"Quando perdi, non perdere la lezione".
Sono delle bellissime parole scritte dal Dalai Lama.
Nei mie precedenti post ho sempre scritto che l'epilessia va combattuta su tutti i fronti e con tutti i mezzi a nostra disposizione. Che dobbiamo diventare guerrieri.
Ma negli ultimi dieci giorni la guerra è stata dura e spietata, per me. Non ne vedevo mai la fine, infatti il guerriero che viveva in me è stato battuto, schiacciato ed umiliato dalla malattia. Il guerriero era diventato l'ombra di se stesso, un'ombra sbiadita e cedevole.
Non combattevo più, mi ero chiuso, ero diventato introverso, quasi muto. Nulla per me aveva una ragione e continuavo a pensare, pensare, pensare; pensavo talmente tanto che poi alla fine non ricordavo nulla.

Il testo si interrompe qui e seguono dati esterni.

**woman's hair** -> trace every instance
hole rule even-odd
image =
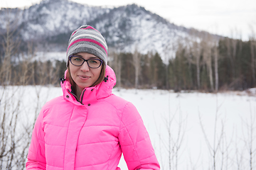
[[[74,80],[72,79],[69,63],[70,62],[68,62],[68,72],[67,72],[66,79],[68,79],[68,80],[70,82],[72,89],[73,90],[74,93],[76,95],[76,84],[74,81]],[[100,76],[97,79],[97,80],[91,86],[95,86],[100,84],[104,80],[105,73],[106,73],[106,66],[105,64],[105,62],[102,62],[102,70],[100,72]]]

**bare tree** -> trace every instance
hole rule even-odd
[[[214,43],[213,45],[213,57],[214,57],[214,68],[215,68],[215,93],[218,91],[218,48],[217,48],[217,42]]]
[[[139,76],[141,70],[141,55],[138,52],[137,47],[136,46],[134,52],[132,55],[133,65],[135,69],[135,89],[138,89],[139,88]]]
[[[250,38],[249,38],[250,40],[250,52],[251,52],[251,68],[252,68],[252,81],[253,84],[256,84],[256,74],[255,74],[255,50],[256,49],[256,38],[255,38],[255,33],[254,32],[253,28],[251,26],[251,30],[252,30],[252,35]]]
[[[203,58],[206,63],[206,66],[208,70],[210,89],[212,91],[213,91],[213,78],[211,57],[212,40],[213,40],[209,33],[203,33],[203,40],[201,41],[201,46],[203,48]]]

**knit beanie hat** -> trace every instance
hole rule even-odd
[[[80,26],[72,33],[67,50],[67,67],[69,56],[82,52],[95,55],[107,65],[107,42],[99,31],[88,25]]]

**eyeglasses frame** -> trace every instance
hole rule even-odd
[[[84,61],[82,62],[82,63],[81,65],[75,65],[75,64],[73,64],[72,62],[71,62],[71,57],[78,57],[78,58],[82,59]],[[69,59],[69,60],[70,61],[70,63],[71,63],[72,64],[73,64],[74,66],[78,66],[78,67],[79,67],[79,66],[82,66],[82,65],[85,63],[85,62],[86,62],[87,64],[87,65],[88,65],[88,67],[89,67],[90,68],[91,68],[91,69],[97,69],[97,68],[99,68],[99,67],[102,64],[102,63],[103,63],[103,60],[100,60],[100,59],[88,59],[88,60],[85,60],[85,59],[82,58],[82,57],[76,56],[76,55],[70,55],[70,56],[68,57],[68,59]],[[90,64],[88,64],[88,60],[91,60],[100,61],[100,66],[99,66],[98,67],[90,67]]]

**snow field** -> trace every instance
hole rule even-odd
[[[216,169],[223,166],[238,169],[238,157],[241,156],[239,164],[242,169],[248,168],[250,136],[247,125],[252,123],[256,127],[255,96],[235,93],[174,93],[122,89],[114,89],[113,94],[137,107],[161,169],[169,169],[170,164],[171,169],[213,169],[213,151],[209,149],[209,145],[218,148]],[[46,101],[58,96],[62,96],[60,87],[0,87],[0,110],[4,110],[6,103],[11,106],[9,111],[18,108],[16,106],[18,104],[18,120],[21,130],[25,125],[32,125]],[[255,132],[253,135],[255,147]],[[219,139],[221,140],[218,145]],[[177,147],[178,151],[175,152]],[[127,169],[123,159],[119,166]]]

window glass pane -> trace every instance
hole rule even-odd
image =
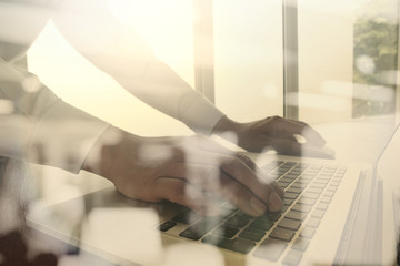
[[[216,103],[239,121],[282,115],[282,3],[213,1]]]
[[[329,122],[392,114],[397,1],[306,0],[298,4],[299,117]]]

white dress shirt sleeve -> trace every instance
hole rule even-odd
[[[0,155],[78,173],[109,124],[0,59]]]

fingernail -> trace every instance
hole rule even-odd
[[[279,211],[283,207],[283,202],[276,192],[272,192],[270,194],[269,204],[270,204],[270,207],[272,208],[271,211]]]
[[[260,200],[256,198],[256,197],[252,197],[250,200],[250,205],[251,207],[256,211],[256,213],[258,215],[261,215],[263,214],[266,211],[267,211],[267,206],[266,204],[263,204],[262,202],[260,202]]]

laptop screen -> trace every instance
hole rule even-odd
[[[377,163],[377,174],[382,188],[382,258],[383,263],[396,259],[400,228],[400,150],[399,125]]]

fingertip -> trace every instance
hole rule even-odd
[[[283,201],[281,200],[281,197],[278,195],[277,192],[272,192],[269,195],[268,201],[269,201],[268,202],[269,211],[271,212],[280,211],[283,207]]]

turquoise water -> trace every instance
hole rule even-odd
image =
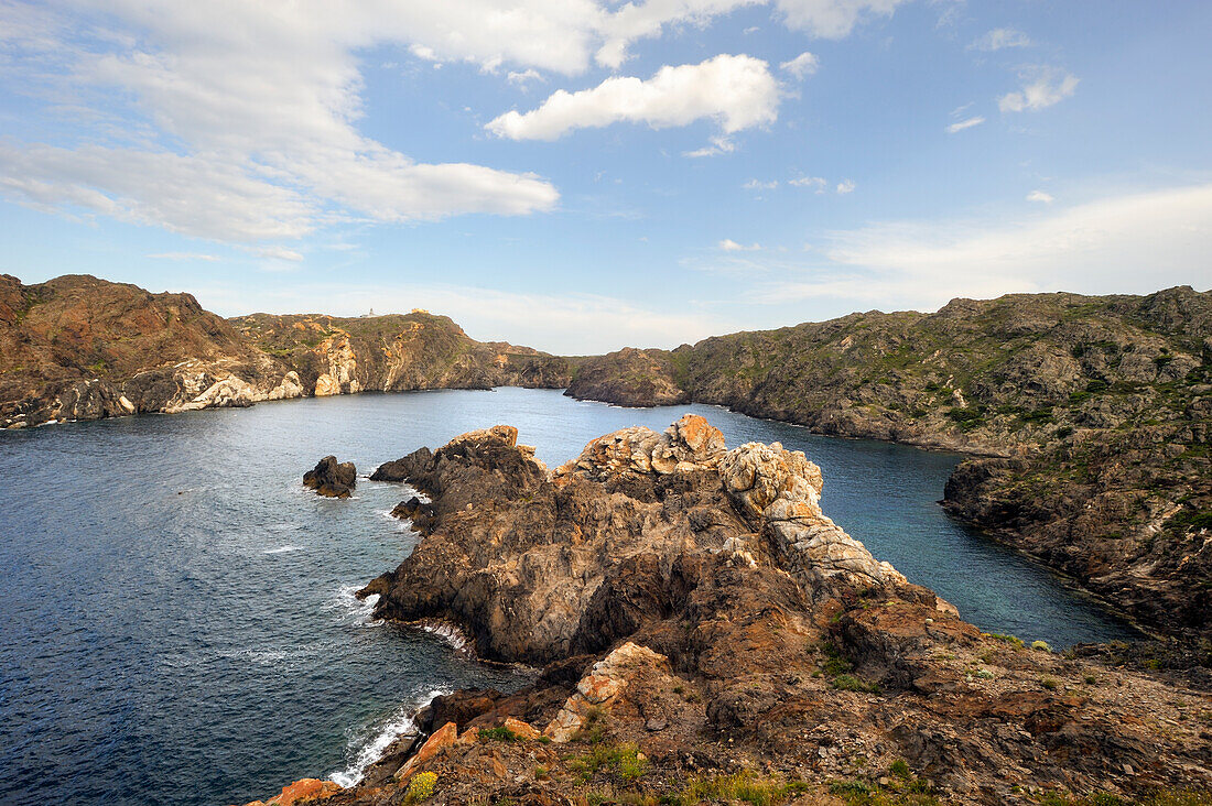
[[[518,686],[441,638],[368,622],[353,591],[408,554],[395,485],[304,491],[326,453],[368,474],[422,445],[516,425],[554,467],[627,425],[705,416],[781,440],[825,513],[985,630],[1056,647],[1132,630],[934,503],[959,457],[710,406],[618,408],[551,390],[262,404],[0,433],[0,802],[224,804],[354,777],[434,691]]]

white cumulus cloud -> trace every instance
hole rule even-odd
[[[537,109],[508,112],[485,128],[509,139],[551,141],[616,122],[667,128],[710,118],[733,133],[773,122],[778,103],[778,82],[766,62],[721,55],[701,64],[665,65],[647,80],[613,76],[590,90],[559,90]]]
[[[821,62],[819,59],[817,59],[816,56],[813,56],[807,51],[804,51],[795,58],[783,62],[778,67],[781,70],[790,73],[797,79],[802,79],[806,75],[812,75],[813,73],[816,73],[819,65]]]

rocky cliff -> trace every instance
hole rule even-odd
[[[567,394],[699,401],[985,455],[957,515],[1165,629],[1212,624],[1212,293],[1014,295],[588,359]]]
[[[286,365],[188,293],[0,275],[0,427],[298,398]]]
[[[439,697],[353,788],[296,784],[322,802],[1207,802],[1200,679],[982,634],[825,515],[802,453],[687,416],[548,471],[516,436],[383,469],[431,503],[360,595],[542,673]]]
[[[362,390],[562,388],[572,366],[424,311],[223,320],[187,293],[0,275],[0,428]]]
[[[230,322],[257,349],[287,364],[318,396],[411,389],[559,389],[568,359],[504,342],[478,342],[447,316],[341,319],[252,314]]]

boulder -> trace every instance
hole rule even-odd
[[[422,765],[427,761],[433,760],[439,753],[446,748],[454,744],[458,741],[458,725],[454,722],[446,722],[440,728],[434,731],[434,733],[425,739],[425,743],[421,745],[417,754],[408,759],[404,766],[401,766],[396,773],[396,781],[407,781],[413,772],[417,772]]]
[[[326,456],[303,474],[303,486],[327,498],[349,498],[358,486],[358,470],[353,462],[338,463],[337,457]]]

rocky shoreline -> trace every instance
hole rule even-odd
[[[188,293],[0,275],[0,429],[359,391],[564,388],[571,371],[423,310],[224,320]]]
[[[1208,802],[1207,687],[982,634],[822,511],[802,453],[694,416],[554,470],[516,439],[383,465],[430,503],[359,595],[537,680],[438,697],[356,785],[269,804]]]
[[[1212,631],[1212,295],[1016,295],[561,358],[423,310],[223,320],[189,295],[0,276],[0,428],[367,390],[567,388],[960,451],[944,505],[1133,619]],[[1170,654],[1173,653],[1164,653]],[[1184,651],[1179,654],[1189,656]],[[1205,662],[1212,650],[1205,647]]]
[[[852,314],[587,359],[566,394],[968,453],[949,511],[1153,630],[1212,638],[1212,293]]]

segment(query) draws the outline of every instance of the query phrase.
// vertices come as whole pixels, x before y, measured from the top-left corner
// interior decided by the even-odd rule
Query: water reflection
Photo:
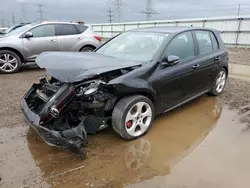
[[[169,174],[173,165],[202,142],[221,111],[216,98],[205,96],[157,117],[141,139],[128,142],[108,129],[90,136],[85,160],[47,146],[33,131],[27,136],[28,147],[52,187],[61,187],[62,179],[63,187],[121,187]]]

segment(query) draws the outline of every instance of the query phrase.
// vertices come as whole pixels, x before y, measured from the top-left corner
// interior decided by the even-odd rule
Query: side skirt
[[[180,107],[180,106],[182,106],[183,104],[185,104],[185,103],[187,103],[187,102],[189,102],[189,101],[192,101],[192,100],[196,99],[197,97],[200,97],[200,96],[204,95],[204,94],[207,93],[207,92],[209,92],[209,90],[205,90],[205,91],[203,91],[203,92],[201,92],[201,93],[199,93],[199,94],[197,94],[197,95],[195,95],[195,96],[193,96],[193,97],[191,97],[191,98],[189,98],[189,99],[187,99],[187,100],[185,100],[185,101],[182,101],[181,103],[179,103],[179,104],[177,104],[177,105],[175,105],[175,106],[173,106],[173,107],[167,109],[167,110],[164,111],[163,113],[169,112],[169,111],[171,111],[171,110],[173,110],[173,109],[175,109],[175,108],[177,108],[177,107]]]

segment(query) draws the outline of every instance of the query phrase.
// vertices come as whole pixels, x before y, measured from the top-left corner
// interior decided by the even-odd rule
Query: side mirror
[[[31,37],[33,37],[33,33],[31,32],[27,32],[24,34],[24,38],[31,38]]]
[[[174,66],[180,62],[180,58],[175,55],[165,57],[161,63],[162,67]]]

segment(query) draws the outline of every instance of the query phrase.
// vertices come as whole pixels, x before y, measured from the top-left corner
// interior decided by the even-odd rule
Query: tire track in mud
[[[246,124],[243,131],[250,131],[250,82],[229,78],[225,91],[218,97],[218,102],[236,110],[240,122]]]

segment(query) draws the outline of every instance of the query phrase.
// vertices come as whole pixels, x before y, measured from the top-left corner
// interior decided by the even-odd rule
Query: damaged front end
[[[64,83],[44,77],[24,95],[21,109],[48,145],[83,157],[87,134],[106,128],[110,121],[116,97],[107,88],[100,79]]]

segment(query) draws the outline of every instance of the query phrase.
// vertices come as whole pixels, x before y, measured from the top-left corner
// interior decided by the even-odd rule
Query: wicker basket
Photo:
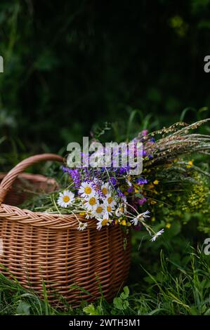
[[[81,300],[100,297],[100,291],[110,300],[127,278],[129,235],[125,236],[118,225],[98,232],[94,219],[88,220],[86,230],[79,231],[78,220],[73,216],[32,212],[17,206],[27,197],[25,192],[18,192],[21,185],[32,185],[36,192],[56,189],[53,179],[22,174],[29,166],[48,160],[63,159],[53,154],[34,156],[0,176],[1,271],[41,297],[44,283],[53,305],[65,301],[77,306]],[[81,216],[78,218],[85,220]]]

Avevo chiuso il mondo intorno a me, ero arrivato persino a chiedermi perchè la malattia avesse colpito proprio me invece di qualche altra persona; un pensiero che, non mi vergogno a scriverlo, è di una cattiveria e meschinità inaudita, eppure è così, ero diventato cattivo, cattivo anche nei confronti delle persone intorno a me che nonostante tutto mi stavano vicino.
In queste situazioni non è l'epilessia il problema, ma sei tu e non ti accorgi di questo, continui imperterrito il cammino nel tuo mondo delirante e tutto quello che esiste e vive intorno a te è il problema del tuo problema, è colpa di tutto e di tutti, di certo non tua.
Non parli, non vuoi uscire, se esci le persone ti danno fastidio, vuoi solo stare a casa e mandare a fanculo tutto il mondo. Quanta rabbia. Chi ti chiede "come stai, oggi" lo prenderesti a pugni per farlo tacere. Che follia dentro di me.